Осталась только астма. После рождественских каникул я взял месячный отпуск. Врач отвез меня и мою семью к себе домой, в Карур, и лечил меня целый месяц — после чего я полностью поправился и от астмы не осталось ни малейшего следа. Бхагаван Махарши, Аруначала-Шива-Рамана, вырвал меня из когтей смерти.
Тогда я вспомнил песню, которую слышал в Тричи в исполнении Парамашивана Пиллая, когда мне было три года: «Джай [победа] Шри Рамане! Победа моему Господу, Рамане-Шиве!» Моя душа пела ту же самую песню. Я вернулся в Мадурай со своей семьей и возобновил работу в колледже — даже до того, как истек мой больничный.
С 1931 г. я искал друзей детства Шри Раманы в Мадурае, а также других преданных, которые жили в тех местах. Преданные, которых я нашел в Мадурае, объединились в довольно большую группу, ежегодно праздновавшую джаянти Шри Раманы с большим размахом. В это сообщество преданных Раманы входили Вилачери Мани Свами и его брат Ранга Айер[134], который учился вместе с Бхагаваном в школе. Были и другие знакомые Раманы — Венкатарамана Айер, Суппья Тхевар и Нараянасвами, а также преданные, которые присоединились позже, — Вишванатха Свами, его брат Сундареша Айер и молодой юрист С. Р. Субраманья Айер.
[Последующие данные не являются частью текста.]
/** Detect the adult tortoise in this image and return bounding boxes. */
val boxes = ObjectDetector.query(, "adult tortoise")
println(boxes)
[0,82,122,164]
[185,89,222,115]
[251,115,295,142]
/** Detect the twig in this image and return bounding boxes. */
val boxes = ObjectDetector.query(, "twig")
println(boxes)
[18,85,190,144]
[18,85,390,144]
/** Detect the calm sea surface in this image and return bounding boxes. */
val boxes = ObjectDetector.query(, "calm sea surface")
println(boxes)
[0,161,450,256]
Не проходило ни дня, чтобы я не встретил кого-либо из них. Каждый вечер мы гуляли вместе до поздней ночи.
На момент нашего знакомства Нараянасвами, который также был в этой группе, работал в Мадурае библиотекарем. Он рассказал мне две интересные истории из детства Бхагавана. Первый эпизод описывает довольно жестокую игру, в которую играли Бхагаван и его друзья. Они собирались в доме Бхагавана, в той самой комнате, в которой он позже пережил опыт умирания. Эту комнату выбрали потому, что ее редко использовали и посещали другие члены семьи. Маленький Рамана закутывался так плотно, как только мог, и предлагал себя другим детям в качестве «мяча» — его кидали друг другу, а иногда и роняли на пол, когда игрок не мог поймать его. Самое удивительное заключалось в том, что, несмотря на множество падений на твердый пол, Рамана ни разу не получил ни одного синяка, ни одного ушиба — не говоря уже о более серьезных травмах.
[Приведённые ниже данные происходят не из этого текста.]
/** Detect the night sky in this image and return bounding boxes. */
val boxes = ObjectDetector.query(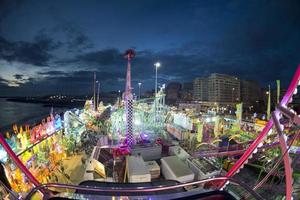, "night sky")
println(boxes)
[0,0,300,96]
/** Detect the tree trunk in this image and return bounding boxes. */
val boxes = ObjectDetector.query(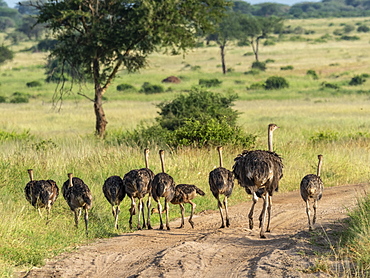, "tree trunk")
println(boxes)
[94,88,108,138]
[220,45,226,74]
Вторая история произошла с Бхагаваном в шестинедельный период между случившейся Я-реализацией и его уходом к Ару начале. Нараянасвами видел, что его друг подолгу сидит в маленькой комнате на втором этаже. Нараянасвами, думая, что это какой-то вид медитации, спросил Бхагавана, может ли он научить его так же сидеть. Бхагаван сказал, чтобы он сел на пол, скрестив ноги. Нараянасвами сел, и Бхагаван нажал кончиком карандаша между его бровей. После этого Нараянасвами полностью перестал осознавать свое тело и окружающий мир и впал в транс, который длился примерно полчаса. Вернувшись в свое нормальное состояние, он увидел, что Бхагаван широко улыбается. Нараянасвами несколько раз пытался вызвать это переживание самостоятельно, но ему это так и не удалось[135].
Нараянасвами приехал в Тируваннамалай вместе с дядей Бхагавана в конце 1890-х гг., когда семья Шри Раманы впервые попыталась вернуть его в Мадурай. Они нашли его в манговой роще Венкатарамы Найкера. Нараянасвами был потрясен, увидев своего школьного друга — такого жизнерадостного и полного кипучей энергии — сидящим неподвижно, как истукан. Бхагаван не подал ни малейшего знака, что узнал своего друга, и не обратил никакого внимания на его мольбу вернуться в Мадурай, где о нем будут заботиться родные. По словам Нараянасвами, он понял, что с Шри Раманой произошло нечто необратимое и он уже никогда не вернется к прежней жизни.